Goodness! He sounds offended, indeed! While believers do not recognize in this description the grace and truth that is the God and Father of our Lord Jesus Christ, variations of Dawkins’ diatribe are found with increasing regularity on social media. But as Paul has shown us, this is nothing new. These voices simply echo the Greeks of his time, “For the message of the cross is foolishness to those who are perishing, but to us who are being saved it is the power of God” (1 Corinthians 1:18).
At the same time, for well-meaning progressive religionists, the temptation is to remove the scandal, to make the gospel more palatable to modern sensibilities. It is the way of many liberal churches. But a domesticated Christ is not the Christ of the Bible; it is one of our making — no Christ at all. This inculcates faith as therapy, not transformation. It may appeal to our felt needs, but a subjective Christ is not Savior and Lord. He is merely what we wish Him to be, rather than who He truly is.

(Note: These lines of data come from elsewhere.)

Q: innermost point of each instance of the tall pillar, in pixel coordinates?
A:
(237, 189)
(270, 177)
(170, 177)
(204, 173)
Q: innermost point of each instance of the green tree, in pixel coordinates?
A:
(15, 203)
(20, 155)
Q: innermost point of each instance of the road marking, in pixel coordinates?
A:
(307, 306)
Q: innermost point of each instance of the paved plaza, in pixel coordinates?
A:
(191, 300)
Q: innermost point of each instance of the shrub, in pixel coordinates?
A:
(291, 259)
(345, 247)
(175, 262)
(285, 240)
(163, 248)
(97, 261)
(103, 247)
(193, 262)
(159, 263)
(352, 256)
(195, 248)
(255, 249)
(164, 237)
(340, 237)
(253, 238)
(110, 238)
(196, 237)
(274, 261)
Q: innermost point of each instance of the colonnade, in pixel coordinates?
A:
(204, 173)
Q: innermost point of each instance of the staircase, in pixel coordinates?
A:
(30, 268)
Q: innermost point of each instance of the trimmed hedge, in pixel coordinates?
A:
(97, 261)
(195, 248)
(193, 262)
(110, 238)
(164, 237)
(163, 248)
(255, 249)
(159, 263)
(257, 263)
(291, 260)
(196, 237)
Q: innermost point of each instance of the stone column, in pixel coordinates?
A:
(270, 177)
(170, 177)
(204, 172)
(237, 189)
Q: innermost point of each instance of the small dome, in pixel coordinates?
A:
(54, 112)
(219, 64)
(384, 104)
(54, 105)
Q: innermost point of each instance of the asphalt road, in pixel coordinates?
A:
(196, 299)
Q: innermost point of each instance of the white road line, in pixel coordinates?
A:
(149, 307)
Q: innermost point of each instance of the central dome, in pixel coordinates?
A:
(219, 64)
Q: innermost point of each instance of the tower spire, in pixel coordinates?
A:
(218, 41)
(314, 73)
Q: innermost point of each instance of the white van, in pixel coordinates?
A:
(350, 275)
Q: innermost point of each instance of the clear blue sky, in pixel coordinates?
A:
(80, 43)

A diluted, agreeable gospel is a false gospel all the same, because it attempts to take the good news without facing the bad. As the Christian theologian H. Richard Niebuhr once famously remarked of this liberalizing Christian tendency, “A God without wrath brought men without sin into a Kingdom without judgment through the ministrations of a Christ without a Cross.” A lesser gospel will not do.
Staying strong
We live in a post-Christian, postmodern nation. To a large extent, our culture has already weighed the gospel and God and found them wanting — a foolish scandal of an irrelevant Book to be rejected. We also live in a time of easy offenses. A society built upon personal rights has little tolerance for personal guilt. The gospel offends because it encroaches on our perceptions of autonomy and self-determination. The good news seems bad to some because it affronts our fears and exposes our pride.
And we must let it. We must embrace without compromise the full weight of the gospel of God, the good news with the bad news. It can’t convict or restore without breaking some and offending others. If in preaching Christ crucified, Paul refused to avoid “the offense of the cross,” then neither should we (Galatians 5:11).
Beloved, do not be offended. Be a scandal for Christ instead!